The places where things usually happen—social activities, sports, entertainment, dining, shopping, visiting, and even churches—are closed. Many of us find ourselves home all day, every day. Yes, working or studying perhaps, but still with more time on our hands and less ways of filling it than usual. 

This experience is unprecedented in recent memory and might have some of us wondering what to focus on during this time. Here are a few suggestions. 

1) Dream Small

Life teaches us to dream big. And there’s a place for that. But sometimes dreaming small helps too. Think of one or two simple things each day that are within your reach and can be a cause for gratitude or fulfillment. Let the smell of a cup of coffee, the spring breeze or colors of the sunset be enough to satisfy you. Rediscover grace in the little things and let them be a gateway to a moment of prayer, of connecting with our Creator, or of friendship shared with another. 

2) Nurture your Heart

With so many places of ordinary activity shut down, it’s a good time to remember that the human heart is another place where things happen. Profound things. Like love and conversion, healing and regeneration. While “social distancing,” we remain in intimate solitude with our own heart—something so close to us that it sometimes gets overlooked as we chase after other things. Now is a time to nurture our hearts, to appreciate conversations we wouldn’t have had, beauty we wouldn’t have seen, sounds we wouldn’t have heard. 

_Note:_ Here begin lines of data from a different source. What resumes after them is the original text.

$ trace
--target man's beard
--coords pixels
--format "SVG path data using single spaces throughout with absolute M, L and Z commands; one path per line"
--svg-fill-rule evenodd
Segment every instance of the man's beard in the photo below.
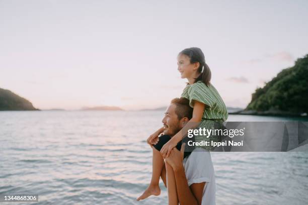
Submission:
M 165 133 L 164 132 L 164 134 L 169 135 L 170 137 L 172 137 L 176 134 L 178 133 L 180 130 L 181 130 L 181 128 L 180 128 L 180 122 L 178 122 L 177 123 L 175 123 L 169 126 L 168 127 L 168 133 Z

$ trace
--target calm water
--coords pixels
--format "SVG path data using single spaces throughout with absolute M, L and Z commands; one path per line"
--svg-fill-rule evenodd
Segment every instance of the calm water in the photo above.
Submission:
M 150 178 L 151 151 L 145 139 L 161 126 L 163 113 L 0 112 L 0 194 L 38 194 L 44 204 L 167 204 L 162 183 L 159 196 L 135 201 Z M 307 204 L 308 152 L 211 156 L 217 204 Z

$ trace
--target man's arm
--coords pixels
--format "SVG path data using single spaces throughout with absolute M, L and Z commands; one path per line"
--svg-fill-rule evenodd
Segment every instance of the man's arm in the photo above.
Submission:
M 173 169 L 180 204 L 181 205 L 200 205 L 202 200 L 203 188 L 205 182 L 193 183 L 190 186 L 190 188 L 186 179 L 184 167 L 182 164 L 181 165 Z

3) Live with the Questions

There are lots of unknowns. About jobs, homes, finances, sickness and health. What do we do with the anxieties we might have? One response is to speculate. But looking for answers too soon causes unnecessary worry as our imagination makes potential problems bigger than life. 

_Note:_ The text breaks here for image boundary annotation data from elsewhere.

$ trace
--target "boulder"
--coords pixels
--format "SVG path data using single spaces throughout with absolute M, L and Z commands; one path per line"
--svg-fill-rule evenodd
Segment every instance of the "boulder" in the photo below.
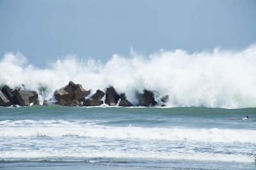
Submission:
M 163 103 L 166 103 L 169 100 L 169 96 L 166 95 L 162 97 L 161 97 L 161 101 Z
M 19 87 L 17 87 L 12 90 L 12 92 L 15 96 L 19 104 L 22 106 L 30 105 L 29 100 L 30 95 L 28 95 L 28 94 L 26 93 L 26 92 L 21 90 Z
M 57 104 L 62 106 L 83 106 L 81 102 L 84 101 L 90 91 L 86 91 L 80 84 L 76 85 L 70 81 L 68 85 L 62 88 L 59 92 L 54 92 Z
M 105 103 L 109 106 L 116 106 L 120 96 L 116 93 L 113 87 L 107 88 Z
M 103 104 L 103 101 L 101 101 L 104 96 L 104 92 L 100 90 L 97 90 L 96 93 L 93 94 L 90 98 L 86 99 L 83 104 L 85 106 L 100 106 Z
M 127 101 L 125 94 L 120 94 L 120 101 L 119 102 L 118 106 L 129 107 L 132 106 L 132 104 Z
M 12 93 L 12 89 L 8 86 L 4 85 L 1 89 L 2 92 L 6 96 L 12 104 L 17 104 L 17 101 L 14 95 Z
M 60 101 L 60 99 L 67 101 L 70 99 L 70 95 L 66 90 L 61 89 L 55 94 L 55 99 L 58 101 Z
M 56 104 L 61 105 L 61 106 L 65 106 L 67 104 L 67 101 L 65 101 L 64 99 L 60 98 Z
M 86 91 L 81 84 L 77 84 L 76 88 L 74 99 L 80 102 L 84 101 L 84 97 L 88 96 L 90 93 L 90 90 Z
M 152 92 L 144 90 L 143 94 L 137 93 L 136 97 L 139 101 L 139 106 L 155 106 L 157 103 L 155 101 Z
M 11 106 L 12 103 L 8 99 L 6 96 L 0 90 L 0 106 Z
M 63 88 L 64 90 L 68 93 L 68 99 L 72 100 L 74 99 L 76 86 L 77 85 L 75 83 L 70 81 L 68 85 Z
M 43 105 L 44 106 L 47 106 L 47 105 L 49 105 L 49 104 L 50 104 L 50 102 L 49 101 L 44 100 L 44 102 L 43 102 Z
M 38 99 L 35 99 L 34 102 L 33 103 L 33 106 L 35 106 L 35 105 L 40 105 Z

Sometimes living with the questions is the way to go, as German poet Rainer Rilke eloquently tells us: 

“Don’t search for the answers which could not be given to you now, because you would not be able to live them. And the point is, to live everything. Live the questions now. Perhaps then, someday far in the future, you will gradually, without even noticing it, live your way into the answer.” (Letters to a Poet)

4) Realize Life while Living it

If Grover’s Corner (symbolic of small town American life) is an unknown name or distant memory from a high school literature class, now’s a good time to read Our Town and ponder a question Emily leaves us with: “Oh, earth, you’re too wonderful for anybody to realize you. Do any human beings ever realize life while they live it? – every, every minute?” To which the stage manager responds: “No. (pause) The saints and poets, maybe – they do some.” 

With less time for some things, we now have more time for others, including a simple appreciation of life itself. This is a time for all to join the ranks of the saints and poets.